Ce n'est donc pas sans surprise que l'ARC a découvert une réponse ministérielle tournant le dos à cette approche et reprenant la position conservatrice du ministère de la justice, que l'on croyait convaincu aux propositions du rapport Braye. "10 ans de combat pour rien ?" se demande l'ARC. Répondant à une question du sénateur Jean-Pierre Sueur, le ministère de l'égalité des territoires et du logement indique que "le gouvernement n'est pas favorable à l'obligation de constitution d'un fonds de travaux sans vote préalable de l'assemblée générale des copropriétaires. En effet, imposer la constitution de fonds de travaux sans décision de l'assemblée générale reviendrait à porter atteinte au droit des copropriétaires sur leur épargne et à leur liberté d'en disposer et de la placer comme bon leur semble". Autrement dit, les copropriétaires doivent conserver la liberté de laisser leur immeuble se dégrader et de perdre leur patrimoine !

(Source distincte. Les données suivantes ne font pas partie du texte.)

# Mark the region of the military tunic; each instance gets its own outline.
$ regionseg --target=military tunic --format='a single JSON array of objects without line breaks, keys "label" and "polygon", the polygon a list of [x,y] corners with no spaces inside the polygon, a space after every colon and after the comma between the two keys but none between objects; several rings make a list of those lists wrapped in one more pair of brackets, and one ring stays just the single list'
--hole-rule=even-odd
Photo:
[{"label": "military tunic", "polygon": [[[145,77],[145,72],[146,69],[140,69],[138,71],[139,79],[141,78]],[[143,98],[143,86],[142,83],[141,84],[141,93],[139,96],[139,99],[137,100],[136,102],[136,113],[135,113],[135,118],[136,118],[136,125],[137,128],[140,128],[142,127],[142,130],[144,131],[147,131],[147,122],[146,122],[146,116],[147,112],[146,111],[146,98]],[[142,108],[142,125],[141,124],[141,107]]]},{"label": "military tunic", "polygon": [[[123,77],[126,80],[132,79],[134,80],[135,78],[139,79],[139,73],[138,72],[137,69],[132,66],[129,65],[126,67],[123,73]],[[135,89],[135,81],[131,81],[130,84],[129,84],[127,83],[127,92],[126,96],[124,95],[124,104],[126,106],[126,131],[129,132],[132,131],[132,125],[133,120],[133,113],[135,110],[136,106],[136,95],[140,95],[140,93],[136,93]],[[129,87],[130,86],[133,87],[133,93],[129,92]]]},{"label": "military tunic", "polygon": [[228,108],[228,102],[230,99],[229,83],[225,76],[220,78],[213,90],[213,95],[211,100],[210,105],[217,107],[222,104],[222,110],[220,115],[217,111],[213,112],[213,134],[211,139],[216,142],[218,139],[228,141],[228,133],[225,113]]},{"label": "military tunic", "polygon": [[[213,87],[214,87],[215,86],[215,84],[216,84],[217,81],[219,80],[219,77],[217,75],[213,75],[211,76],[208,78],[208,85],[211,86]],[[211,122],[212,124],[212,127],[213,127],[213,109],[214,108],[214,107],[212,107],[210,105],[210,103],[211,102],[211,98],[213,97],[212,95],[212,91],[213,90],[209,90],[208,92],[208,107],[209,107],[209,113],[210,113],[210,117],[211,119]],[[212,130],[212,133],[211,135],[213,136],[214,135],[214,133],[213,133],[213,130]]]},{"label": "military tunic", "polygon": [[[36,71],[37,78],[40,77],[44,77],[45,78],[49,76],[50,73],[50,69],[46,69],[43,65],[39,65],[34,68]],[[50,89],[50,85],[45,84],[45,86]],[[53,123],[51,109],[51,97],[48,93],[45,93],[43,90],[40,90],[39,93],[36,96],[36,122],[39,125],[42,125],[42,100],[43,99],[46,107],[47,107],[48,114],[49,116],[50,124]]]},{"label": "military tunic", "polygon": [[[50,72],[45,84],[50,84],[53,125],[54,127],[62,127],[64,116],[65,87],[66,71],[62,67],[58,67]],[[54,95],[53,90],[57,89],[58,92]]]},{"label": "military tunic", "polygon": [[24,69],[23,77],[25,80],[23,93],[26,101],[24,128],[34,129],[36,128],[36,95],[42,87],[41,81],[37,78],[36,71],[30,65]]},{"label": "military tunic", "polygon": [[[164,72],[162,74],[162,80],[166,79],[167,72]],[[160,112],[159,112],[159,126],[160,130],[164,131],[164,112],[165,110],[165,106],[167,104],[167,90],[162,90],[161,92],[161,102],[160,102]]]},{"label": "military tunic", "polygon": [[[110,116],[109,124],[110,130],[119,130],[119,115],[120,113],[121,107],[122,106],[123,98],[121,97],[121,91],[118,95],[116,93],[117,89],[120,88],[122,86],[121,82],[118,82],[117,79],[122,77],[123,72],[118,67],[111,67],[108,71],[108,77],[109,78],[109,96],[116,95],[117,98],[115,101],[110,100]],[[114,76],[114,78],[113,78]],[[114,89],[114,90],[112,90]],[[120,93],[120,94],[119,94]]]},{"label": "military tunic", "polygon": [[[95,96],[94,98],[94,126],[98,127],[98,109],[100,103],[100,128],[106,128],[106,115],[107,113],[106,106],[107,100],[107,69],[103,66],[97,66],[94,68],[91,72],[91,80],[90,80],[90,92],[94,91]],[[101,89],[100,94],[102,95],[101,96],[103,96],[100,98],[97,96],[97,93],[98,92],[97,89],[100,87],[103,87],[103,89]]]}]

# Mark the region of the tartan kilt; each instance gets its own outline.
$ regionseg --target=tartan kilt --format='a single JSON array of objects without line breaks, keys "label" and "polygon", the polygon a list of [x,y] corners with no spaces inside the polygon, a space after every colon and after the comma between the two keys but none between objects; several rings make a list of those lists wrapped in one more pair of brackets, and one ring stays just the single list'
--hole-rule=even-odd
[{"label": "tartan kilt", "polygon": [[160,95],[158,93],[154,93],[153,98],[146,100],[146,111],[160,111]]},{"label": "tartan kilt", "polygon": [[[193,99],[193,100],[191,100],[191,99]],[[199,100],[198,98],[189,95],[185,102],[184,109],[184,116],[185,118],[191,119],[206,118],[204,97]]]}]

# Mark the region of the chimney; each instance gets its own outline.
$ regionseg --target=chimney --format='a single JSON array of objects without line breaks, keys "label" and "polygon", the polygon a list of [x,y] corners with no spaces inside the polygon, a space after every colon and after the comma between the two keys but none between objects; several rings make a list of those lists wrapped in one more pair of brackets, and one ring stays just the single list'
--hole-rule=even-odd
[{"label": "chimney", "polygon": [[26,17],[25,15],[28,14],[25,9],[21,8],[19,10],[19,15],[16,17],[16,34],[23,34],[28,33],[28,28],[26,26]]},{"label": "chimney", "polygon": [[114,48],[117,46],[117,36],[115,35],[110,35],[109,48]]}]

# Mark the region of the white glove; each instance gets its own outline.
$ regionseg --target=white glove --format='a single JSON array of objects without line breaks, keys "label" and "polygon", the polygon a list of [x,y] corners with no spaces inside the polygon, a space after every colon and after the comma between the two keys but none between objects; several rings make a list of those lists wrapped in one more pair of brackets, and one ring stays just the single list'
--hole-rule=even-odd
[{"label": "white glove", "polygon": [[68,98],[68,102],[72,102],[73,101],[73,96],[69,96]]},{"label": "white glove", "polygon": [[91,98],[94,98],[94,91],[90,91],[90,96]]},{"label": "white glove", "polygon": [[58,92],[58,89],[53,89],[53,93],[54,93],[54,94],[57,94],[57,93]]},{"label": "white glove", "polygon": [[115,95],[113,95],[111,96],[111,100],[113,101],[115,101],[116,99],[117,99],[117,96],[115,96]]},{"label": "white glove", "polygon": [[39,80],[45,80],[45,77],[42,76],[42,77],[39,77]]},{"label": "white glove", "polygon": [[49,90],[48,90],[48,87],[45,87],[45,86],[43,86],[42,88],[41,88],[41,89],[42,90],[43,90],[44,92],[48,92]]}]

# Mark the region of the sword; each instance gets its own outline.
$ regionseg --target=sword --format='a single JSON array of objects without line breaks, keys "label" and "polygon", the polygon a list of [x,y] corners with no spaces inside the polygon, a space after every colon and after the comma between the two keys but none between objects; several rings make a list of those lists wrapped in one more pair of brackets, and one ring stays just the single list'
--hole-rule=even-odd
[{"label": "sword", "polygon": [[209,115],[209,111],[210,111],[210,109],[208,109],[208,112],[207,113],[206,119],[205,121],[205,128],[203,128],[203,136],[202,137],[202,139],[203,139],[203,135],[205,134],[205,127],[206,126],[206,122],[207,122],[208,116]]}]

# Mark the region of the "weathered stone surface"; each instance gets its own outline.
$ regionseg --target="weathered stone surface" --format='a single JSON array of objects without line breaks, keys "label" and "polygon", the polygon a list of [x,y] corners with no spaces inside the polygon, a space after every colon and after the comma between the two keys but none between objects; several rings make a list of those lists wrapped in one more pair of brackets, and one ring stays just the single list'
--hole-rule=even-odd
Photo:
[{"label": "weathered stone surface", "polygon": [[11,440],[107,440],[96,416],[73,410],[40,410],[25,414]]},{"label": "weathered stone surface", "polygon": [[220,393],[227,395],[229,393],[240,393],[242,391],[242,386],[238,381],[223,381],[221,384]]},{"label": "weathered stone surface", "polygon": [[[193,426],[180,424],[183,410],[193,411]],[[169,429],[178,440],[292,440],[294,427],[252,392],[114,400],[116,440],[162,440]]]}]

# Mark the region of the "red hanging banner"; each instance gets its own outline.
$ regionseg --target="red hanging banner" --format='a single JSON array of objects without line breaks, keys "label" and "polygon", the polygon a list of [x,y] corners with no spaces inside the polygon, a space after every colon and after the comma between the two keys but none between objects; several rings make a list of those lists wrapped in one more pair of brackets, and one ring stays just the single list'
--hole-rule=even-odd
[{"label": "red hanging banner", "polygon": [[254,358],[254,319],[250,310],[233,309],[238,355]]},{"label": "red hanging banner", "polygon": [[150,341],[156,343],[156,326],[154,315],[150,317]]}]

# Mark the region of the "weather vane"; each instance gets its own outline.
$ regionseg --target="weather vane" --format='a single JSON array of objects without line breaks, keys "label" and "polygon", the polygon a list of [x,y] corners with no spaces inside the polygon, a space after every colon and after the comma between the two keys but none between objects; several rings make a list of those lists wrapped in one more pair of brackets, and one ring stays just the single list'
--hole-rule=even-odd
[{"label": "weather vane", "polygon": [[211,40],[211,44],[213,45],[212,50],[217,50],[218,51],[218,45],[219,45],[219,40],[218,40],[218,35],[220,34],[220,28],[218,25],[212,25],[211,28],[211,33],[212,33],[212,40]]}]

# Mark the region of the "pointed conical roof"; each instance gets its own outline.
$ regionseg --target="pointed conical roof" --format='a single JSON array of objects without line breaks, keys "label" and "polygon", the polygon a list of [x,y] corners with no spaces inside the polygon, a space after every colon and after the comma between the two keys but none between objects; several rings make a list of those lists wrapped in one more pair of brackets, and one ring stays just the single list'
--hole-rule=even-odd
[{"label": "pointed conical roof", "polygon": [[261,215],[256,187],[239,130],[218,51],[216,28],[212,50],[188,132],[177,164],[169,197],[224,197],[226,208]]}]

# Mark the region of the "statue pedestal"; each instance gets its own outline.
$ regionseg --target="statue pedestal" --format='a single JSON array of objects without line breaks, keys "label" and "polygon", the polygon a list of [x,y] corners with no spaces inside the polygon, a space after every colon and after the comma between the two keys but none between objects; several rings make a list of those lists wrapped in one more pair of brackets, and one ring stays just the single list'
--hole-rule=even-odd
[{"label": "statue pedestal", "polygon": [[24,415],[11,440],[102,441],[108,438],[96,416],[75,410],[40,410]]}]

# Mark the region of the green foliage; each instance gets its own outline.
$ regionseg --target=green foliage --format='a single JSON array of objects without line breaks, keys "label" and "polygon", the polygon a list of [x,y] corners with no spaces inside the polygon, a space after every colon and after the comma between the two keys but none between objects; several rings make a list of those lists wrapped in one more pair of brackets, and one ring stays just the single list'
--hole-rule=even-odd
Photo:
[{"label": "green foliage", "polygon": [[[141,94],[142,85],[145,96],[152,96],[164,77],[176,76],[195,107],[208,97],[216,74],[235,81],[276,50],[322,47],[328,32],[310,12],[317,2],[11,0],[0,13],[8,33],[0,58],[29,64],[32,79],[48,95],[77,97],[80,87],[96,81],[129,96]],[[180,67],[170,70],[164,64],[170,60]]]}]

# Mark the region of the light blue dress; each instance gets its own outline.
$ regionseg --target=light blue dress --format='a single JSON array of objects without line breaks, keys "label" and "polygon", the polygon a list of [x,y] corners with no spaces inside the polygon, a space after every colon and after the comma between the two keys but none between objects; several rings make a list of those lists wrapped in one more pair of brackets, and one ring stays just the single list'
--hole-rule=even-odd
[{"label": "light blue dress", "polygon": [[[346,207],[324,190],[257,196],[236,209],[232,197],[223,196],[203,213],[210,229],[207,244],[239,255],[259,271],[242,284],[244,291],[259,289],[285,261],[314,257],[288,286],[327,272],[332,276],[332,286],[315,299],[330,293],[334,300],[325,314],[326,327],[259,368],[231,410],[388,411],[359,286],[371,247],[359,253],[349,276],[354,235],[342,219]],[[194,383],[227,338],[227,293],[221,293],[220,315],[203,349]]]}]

La réponse reprend l'antienne maintes fois entendue et dont on sait qu'elle constitue une argumentation trompeuse. "Au surplus, une telle mesure ne protégerait pas les copropriétaires, notamment ceux dont les revenus sont les plus modestes. "Au contraire, il s'agirait pour eux d'une charge supplémentaire de nature à aggraver leur situation, en particulier dans la période de fragilité économique globale actuelle", peut-on lire dans la réponse écrite. Quid de la fragilité des copropriétaires lorsqu'il s'agit de sortir en un ou deux trimestres l'équivalent de plusieurs années de charges pour des travaux devenus indispensables ? Soit les travaux sont alors votés et de nombreux copropriétaires se voient obligés de vendre leur bien en catastrophe, pouvant alors se retrouver en grande difficulté, soit les travaux ne sont pas votés et c'est toute la copropriété qui est entraînée dans la descente aux enfers de la dégradation et de la perte de valeur ! L'ARC pourrait ajouter "un rapport Braye pour rien", car c'est justement ce raisonnement que Dominique Braye a dénoncé avec vigueur dans son rapport...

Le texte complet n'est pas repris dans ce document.